DVD Video Authoring

by Irene Koo

February 6, 1997.

Introduction

Authoring is generally defined as the processes of preparing contents, encoding video and audio, and creating the final DVD title image. Sometimes, the term "pre-mastering" and "authoring" are interchanged. Figure 1 illustrates the flow of the pre-mastering process. However, authoring is actually the processing of laying out multiple audio tracks and a video track, generating sub-titles, menu pages, parental lock-out features, interactive functions such as program search, time search, seamless play, and pause, and final MPEG editing of video and audio. That is, the "Multiplexing" process in pre-mastering. Since authoring is always performed along with encoding and disc formatting, it is, in many cases, referred as the entire pre-mastering process. In any case, content providers, using sophisticated authoring tools, can create high quality interactive DVD titles.

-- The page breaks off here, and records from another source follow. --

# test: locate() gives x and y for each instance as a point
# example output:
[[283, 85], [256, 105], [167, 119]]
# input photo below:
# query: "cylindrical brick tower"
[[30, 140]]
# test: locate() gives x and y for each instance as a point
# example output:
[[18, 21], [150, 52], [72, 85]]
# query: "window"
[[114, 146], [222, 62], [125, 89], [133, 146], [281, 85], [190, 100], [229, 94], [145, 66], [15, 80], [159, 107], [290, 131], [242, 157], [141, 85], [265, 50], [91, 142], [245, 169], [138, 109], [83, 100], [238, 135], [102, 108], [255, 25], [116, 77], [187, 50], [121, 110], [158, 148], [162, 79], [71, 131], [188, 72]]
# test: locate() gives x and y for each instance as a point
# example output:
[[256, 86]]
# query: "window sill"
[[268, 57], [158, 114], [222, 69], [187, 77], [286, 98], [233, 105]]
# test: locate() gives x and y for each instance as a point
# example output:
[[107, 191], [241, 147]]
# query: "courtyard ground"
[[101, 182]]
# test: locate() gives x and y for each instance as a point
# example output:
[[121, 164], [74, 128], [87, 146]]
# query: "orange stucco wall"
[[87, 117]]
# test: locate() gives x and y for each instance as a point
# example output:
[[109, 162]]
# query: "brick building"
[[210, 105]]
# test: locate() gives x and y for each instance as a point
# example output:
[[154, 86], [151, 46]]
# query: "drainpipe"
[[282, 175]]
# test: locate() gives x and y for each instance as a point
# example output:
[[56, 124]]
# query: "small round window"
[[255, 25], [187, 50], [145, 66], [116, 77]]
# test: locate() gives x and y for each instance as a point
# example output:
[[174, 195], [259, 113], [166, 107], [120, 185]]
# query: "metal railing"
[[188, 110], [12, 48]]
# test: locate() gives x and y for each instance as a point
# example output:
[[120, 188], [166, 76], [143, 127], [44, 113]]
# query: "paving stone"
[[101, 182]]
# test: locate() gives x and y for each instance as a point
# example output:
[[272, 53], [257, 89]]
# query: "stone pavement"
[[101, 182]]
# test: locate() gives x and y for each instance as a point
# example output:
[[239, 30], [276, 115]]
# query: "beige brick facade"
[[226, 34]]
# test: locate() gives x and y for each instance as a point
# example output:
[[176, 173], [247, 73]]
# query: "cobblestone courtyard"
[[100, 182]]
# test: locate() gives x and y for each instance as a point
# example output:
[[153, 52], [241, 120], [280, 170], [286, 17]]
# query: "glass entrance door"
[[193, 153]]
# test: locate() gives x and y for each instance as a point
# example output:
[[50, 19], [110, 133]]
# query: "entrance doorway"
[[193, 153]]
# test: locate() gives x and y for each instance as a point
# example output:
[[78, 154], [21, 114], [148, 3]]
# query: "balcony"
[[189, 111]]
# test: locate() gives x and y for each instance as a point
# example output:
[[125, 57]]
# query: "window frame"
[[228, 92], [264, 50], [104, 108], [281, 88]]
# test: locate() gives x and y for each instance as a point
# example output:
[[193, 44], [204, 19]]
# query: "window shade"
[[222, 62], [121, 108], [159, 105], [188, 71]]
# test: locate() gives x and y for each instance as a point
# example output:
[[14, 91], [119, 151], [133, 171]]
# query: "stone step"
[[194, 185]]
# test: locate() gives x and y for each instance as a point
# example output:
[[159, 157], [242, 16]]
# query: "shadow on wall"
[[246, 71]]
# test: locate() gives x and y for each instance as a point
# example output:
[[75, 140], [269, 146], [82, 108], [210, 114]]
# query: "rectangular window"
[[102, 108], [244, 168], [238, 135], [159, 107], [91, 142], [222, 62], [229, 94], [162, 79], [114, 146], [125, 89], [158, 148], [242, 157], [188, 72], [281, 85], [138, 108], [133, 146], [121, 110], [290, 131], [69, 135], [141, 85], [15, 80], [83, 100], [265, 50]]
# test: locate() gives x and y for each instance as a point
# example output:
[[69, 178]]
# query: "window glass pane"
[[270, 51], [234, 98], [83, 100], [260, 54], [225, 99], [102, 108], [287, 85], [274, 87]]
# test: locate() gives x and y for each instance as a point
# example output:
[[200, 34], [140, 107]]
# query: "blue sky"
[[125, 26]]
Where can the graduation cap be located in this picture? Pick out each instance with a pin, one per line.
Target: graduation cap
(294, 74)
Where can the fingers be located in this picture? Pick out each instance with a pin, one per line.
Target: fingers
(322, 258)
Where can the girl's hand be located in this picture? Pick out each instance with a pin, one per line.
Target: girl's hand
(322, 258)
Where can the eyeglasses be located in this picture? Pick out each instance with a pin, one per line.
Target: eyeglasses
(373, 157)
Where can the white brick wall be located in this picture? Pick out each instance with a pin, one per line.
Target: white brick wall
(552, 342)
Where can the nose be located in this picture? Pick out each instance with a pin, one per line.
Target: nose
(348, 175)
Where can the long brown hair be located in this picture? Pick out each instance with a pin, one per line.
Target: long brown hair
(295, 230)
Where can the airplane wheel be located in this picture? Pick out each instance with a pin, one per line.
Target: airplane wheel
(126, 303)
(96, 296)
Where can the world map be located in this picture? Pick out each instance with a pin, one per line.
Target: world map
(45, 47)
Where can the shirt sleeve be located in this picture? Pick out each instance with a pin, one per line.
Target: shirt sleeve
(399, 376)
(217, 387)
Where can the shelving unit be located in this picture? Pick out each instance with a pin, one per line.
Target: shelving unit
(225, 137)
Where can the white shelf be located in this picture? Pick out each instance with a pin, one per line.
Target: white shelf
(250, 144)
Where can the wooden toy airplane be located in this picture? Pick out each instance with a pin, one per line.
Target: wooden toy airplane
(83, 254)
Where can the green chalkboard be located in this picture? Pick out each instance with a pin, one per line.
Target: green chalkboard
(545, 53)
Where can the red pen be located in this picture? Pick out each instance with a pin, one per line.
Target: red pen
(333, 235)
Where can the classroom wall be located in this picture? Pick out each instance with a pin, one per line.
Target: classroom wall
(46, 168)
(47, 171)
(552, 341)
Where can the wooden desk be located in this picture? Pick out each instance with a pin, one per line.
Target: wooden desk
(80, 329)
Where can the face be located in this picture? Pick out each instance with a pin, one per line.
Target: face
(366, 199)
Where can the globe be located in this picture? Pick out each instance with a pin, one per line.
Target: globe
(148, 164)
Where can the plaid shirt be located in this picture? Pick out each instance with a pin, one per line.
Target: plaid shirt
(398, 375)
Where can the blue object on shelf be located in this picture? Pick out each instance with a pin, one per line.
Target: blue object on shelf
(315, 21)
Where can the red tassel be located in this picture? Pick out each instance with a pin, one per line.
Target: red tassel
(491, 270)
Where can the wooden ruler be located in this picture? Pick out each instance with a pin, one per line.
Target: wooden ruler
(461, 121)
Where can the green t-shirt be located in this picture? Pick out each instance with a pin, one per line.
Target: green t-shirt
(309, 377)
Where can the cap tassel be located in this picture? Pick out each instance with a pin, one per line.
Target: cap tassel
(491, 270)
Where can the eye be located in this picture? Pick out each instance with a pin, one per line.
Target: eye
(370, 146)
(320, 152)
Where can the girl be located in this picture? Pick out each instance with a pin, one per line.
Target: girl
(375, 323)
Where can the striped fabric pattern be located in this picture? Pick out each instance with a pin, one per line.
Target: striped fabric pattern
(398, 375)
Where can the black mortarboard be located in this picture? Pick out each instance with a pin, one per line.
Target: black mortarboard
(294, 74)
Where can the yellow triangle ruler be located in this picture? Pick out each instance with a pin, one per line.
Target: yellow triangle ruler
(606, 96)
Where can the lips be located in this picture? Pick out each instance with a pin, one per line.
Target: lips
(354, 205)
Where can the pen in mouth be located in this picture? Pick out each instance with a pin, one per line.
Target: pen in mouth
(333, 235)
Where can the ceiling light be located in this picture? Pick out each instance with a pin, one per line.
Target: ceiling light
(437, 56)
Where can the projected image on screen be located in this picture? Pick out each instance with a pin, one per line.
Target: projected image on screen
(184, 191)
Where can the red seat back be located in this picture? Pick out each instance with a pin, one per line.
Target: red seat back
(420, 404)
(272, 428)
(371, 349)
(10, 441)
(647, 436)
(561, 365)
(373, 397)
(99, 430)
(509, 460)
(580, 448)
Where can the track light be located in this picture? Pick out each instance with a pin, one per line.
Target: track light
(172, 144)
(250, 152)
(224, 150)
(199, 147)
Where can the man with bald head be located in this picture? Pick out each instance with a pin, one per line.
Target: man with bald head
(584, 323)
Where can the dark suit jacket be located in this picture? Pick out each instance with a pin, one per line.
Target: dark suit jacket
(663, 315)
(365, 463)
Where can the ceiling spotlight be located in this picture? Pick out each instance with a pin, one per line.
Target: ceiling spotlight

Figure 1. The Pre-mastering Process Flow

Material Preparations

The first to authoring is the collection of materials. These materials include video, audio, still images, and sub-pictures. Video source is the CCIR-601 video originated from films. It usually has 30 frames/sec. Audio includes the surround track and up to 8 different language tracks of the title. All language tracks must be compared for level, mix, and equalization so that seamless switching between languages can be achieved. The purpose of still images is to provide break points in the title, so that search functions and other interactive functions can be achieved. The preparations of still images include identifying breakpoints in the video, defining the time duration of the images, as well as generating the still images either from the video source or from graphic artists. Sub-pictures are bitmaps to be overlaid with video frames. They include menus, sub-titles, graphics, and simple animation. Each sub-picture is created using only 4 of the 16 color palettes defined for the title. The format for sub-pictures must be some standard computer image format such as TIFF, GIF, or BMP. Once created, their start and stop time must be defined in order to synchronized with their associated video and audio elements. The maximum number of sub-pictures in the title is 32. Sub-pictures are categorized as foreground, background, emphasis-1, and emphasis-2. Once all media elements are prepared, they will be catalogued and made ready for the next phase.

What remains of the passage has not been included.